Account and brand data are stored for the duration of the contract plus statutory retention periods (e.g. German HGB § 257 / AO § 147 for billing, typically 10 years). After account deletion, non-billing personal data is erased within 30 days. Specific retention windows per data category:

Your rights

Under the GDPR you have the following rights:

• Access to your stored data (Art. 15 GDPR)
• Rectification of incorrect data (Art. 16 GDPR)
• Erasure of your data, unless statutory retention obligations apply (Art. 17 GDPR)
• Data portability in a structured, common format (Art. 20 GDPR)
• Objection to processing based on legitimate interest (Art. 21 GDPR)
• Lodging a complaint with a supervisory authority (Art. 77 GDPR)

To delete your account and all associated data: open the Trailmaker app → Settings → Account → Delete account, or email privacy@trailmaker.app. Within 30 days we erase all account, brand and Meta-integration data; statutory billing records are retained for 10 years per German HGB § 257 / AO § 147.

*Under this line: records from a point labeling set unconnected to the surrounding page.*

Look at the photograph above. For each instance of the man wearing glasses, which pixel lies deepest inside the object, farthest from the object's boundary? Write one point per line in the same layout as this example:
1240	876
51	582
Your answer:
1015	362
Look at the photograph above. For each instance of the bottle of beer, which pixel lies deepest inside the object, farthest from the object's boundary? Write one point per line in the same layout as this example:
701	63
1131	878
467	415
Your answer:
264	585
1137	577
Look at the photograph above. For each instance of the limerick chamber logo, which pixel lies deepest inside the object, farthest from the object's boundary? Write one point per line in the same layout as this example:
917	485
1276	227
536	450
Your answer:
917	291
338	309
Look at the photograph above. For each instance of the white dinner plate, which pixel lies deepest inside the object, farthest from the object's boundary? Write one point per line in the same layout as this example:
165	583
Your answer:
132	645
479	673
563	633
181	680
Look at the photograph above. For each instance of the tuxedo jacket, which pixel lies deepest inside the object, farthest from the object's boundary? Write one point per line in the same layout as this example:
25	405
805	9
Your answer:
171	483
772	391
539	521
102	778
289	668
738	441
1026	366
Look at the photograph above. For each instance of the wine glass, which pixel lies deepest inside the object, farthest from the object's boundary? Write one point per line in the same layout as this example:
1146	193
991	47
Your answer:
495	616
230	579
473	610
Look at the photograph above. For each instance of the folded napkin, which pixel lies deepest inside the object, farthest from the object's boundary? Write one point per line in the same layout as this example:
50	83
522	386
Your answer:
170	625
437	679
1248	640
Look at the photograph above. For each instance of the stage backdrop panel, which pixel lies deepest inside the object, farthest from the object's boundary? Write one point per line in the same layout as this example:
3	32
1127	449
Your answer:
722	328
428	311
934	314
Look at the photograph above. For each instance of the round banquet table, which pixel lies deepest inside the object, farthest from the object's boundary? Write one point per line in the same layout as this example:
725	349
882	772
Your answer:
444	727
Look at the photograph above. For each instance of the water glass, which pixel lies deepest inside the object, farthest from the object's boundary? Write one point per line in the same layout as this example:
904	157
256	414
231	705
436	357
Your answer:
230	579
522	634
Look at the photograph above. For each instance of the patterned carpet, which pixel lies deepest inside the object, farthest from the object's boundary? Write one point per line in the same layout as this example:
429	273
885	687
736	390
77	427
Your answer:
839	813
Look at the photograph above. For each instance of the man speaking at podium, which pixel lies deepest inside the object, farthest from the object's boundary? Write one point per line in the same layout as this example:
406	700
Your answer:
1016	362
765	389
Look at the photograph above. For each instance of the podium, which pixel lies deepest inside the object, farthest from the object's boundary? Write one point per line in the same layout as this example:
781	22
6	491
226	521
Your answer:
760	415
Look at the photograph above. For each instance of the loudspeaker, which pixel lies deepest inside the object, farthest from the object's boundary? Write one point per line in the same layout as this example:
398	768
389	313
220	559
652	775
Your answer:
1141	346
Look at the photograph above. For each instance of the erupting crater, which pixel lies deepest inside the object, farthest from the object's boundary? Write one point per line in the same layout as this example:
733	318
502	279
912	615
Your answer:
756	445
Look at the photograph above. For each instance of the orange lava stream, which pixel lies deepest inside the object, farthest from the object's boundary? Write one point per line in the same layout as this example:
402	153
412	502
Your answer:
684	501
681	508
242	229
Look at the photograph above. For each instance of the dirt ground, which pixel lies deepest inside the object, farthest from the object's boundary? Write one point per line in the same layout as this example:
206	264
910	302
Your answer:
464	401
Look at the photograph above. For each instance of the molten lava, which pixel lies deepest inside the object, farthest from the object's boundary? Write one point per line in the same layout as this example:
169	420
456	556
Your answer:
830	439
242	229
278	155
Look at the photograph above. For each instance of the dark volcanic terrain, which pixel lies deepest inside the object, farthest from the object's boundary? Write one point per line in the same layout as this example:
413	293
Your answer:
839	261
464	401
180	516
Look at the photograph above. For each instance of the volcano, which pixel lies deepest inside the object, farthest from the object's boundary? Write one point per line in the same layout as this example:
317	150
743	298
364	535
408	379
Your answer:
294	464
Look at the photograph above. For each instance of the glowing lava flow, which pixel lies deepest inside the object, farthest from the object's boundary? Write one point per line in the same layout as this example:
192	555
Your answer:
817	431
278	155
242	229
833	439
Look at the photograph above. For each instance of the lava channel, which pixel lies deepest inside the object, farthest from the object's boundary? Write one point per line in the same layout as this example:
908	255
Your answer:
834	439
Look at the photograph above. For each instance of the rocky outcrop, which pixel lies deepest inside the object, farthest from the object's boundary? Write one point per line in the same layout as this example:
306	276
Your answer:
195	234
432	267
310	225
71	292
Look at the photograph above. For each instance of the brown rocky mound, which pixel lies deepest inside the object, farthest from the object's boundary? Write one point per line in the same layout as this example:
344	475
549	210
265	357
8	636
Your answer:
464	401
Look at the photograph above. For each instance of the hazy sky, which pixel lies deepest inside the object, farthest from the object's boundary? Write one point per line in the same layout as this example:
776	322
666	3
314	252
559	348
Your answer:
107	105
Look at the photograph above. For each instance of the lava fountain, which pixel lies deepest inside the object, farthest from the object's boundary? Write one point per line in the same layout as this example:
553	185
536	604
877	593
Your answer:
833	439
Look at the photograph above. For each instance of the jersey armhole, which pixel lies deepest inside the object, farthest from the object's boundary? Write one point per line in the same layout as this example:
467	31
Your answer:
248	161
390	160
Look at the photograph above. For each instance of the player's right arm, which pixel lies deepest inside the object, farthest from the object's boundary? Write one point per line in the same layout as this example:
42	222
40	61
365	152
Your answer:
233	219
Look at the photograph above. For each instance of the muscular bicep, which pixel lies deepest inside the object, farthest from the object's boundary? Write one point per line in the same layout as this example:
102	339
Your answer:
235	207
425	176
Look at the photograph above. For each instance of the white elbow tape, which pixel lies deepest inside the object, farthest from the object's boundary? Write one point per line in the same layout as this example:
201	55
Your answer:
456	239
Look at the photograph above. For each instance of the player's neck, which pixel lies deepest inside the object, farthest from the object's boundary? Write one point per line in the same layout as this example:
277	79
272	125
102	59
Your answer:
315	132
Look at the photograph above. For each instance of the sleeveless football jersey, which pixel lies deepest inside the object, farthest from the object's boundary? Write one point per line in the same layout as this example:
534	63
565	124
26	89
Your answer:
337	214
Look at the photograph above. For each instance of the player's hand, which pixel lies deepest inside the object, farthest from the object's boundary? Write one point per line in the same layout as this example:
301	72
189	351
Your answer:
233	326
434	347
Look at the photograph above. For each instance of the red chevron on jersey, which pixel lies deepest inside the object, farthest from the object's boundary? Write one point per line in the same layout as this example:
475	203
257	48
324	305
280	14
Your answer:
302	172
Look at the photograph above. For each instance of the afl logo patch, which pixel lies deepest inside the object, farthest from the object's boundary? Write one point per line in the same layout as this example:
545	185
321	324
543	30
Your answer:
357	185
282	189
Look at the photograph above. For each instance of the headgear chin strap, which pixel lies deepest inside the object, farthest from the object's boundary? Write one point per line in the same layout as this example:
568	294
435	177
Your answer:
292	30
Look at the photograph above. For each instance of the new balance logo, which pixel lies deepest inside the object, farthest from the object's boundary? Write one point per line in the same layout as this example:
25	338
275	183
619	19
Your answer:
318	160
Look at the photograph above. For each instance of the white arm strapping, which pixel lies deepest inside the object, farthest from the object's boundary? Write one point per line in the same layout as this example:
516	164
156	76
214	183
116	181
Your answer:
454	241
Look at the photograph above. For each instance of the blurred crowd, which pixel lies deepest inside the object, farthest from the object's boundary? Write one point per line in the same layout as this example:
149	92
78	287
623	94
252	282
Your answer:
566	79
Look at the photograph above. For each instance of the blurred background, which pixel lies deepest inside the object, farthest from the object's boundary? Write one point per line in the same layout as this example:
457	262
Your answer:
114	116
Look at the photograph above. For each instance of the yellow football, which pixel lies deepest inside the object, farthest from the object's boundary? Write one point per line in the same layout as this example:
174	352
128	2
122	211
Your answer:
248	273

For all privacy requests you can reach us at privacy@trailmaker.app

Cookies and tracking

Trailmaker uses only technically necessary cookies for authentication (Supabase session cookie) and CSRF protection. Marketing or analytics cookies are set only after explicit consent via our consent manager — these include Google Analytics 4, Bing UET, Vercel Analytics, Meta Pixel with Conversions API (CAPI), and PostHog product analytics.

California (CCPA / CPRA)

If you reside in California, the California Consumer Privacy Act (CCPA, as amended by the CPRA in 2023) grants you the following rights with respect to Trailmaker:

• Right to Know - what personal information we have collected about you, where it came from, and who we shared it with.
• Right to Delete - have your data deleted (subject to statutory exceptions).
• Right to Correct - have inaccurate personal information corrected.
• Right to Opt-Out of Sale/Share - we do not sell personal information in the classic sense, but our advertising and analytics pixels count as sharing under the CPRA. You can disable that path any time.
• Right to Limit Use of Sensitive Personal Information - we do not collect sensitive personal information (health, biometric, precise geolocation, religious belief, sex life).
• Right to Non-Discrimination - exercising any of these rights will never lead to degraded service or different pricing.

We honour the Global Privacy Control (GPC) browser signal automatically as a valid opt-out request per California Code of Regulations Title 11 Section 7025.

Submit a request at: /legal/do-not-sell.

Other US states

Equivalent rights apply in Virginia (VCDPA), Colorado (CPA), Connecticut (CTDPA), Utah (UCPA), Texas (TDPSA), Oregon (OCPA), Montana (MTCDPA), Delaware (DPDPA), Iowa (ICDPA), Tennessee (TIPA), New Hampshire (NHDPL), New Jersey (NJDPA), Minnesota (MCDPA), Maryland (MODPA), Nebraska, Indiana (INCDPA, effective 2026), Kentucky (KCDPA, effective 2026), Rhode Island (RI HB 7787, effective 2026), Florida (FDBR). We handle requests from all of these states equivalently - email privacy@trailmaker.app with the state in the subject line.

Children's data (COPPA)

Trailmaker is not directed at children under 13 and we do not knowingly collect their personal information. People under 13 are not permitted to use the service. If we learn that we have inadvertently collected data from a child under 13, we delete it immediately. Parents can reach us at privacy@trailmaker.app.

Marketing email (CAN-SPAM Act)

Marketing emails (such as our day-3 and day-6 onboarding emails) include our real sender identity, an accurate subject line, our physical postal address in the footer, and a working unsubscribe link. We honour unsubscribes within 10 business days. Transactional email (login codes, invoices) is exempt under CAN-SPAM.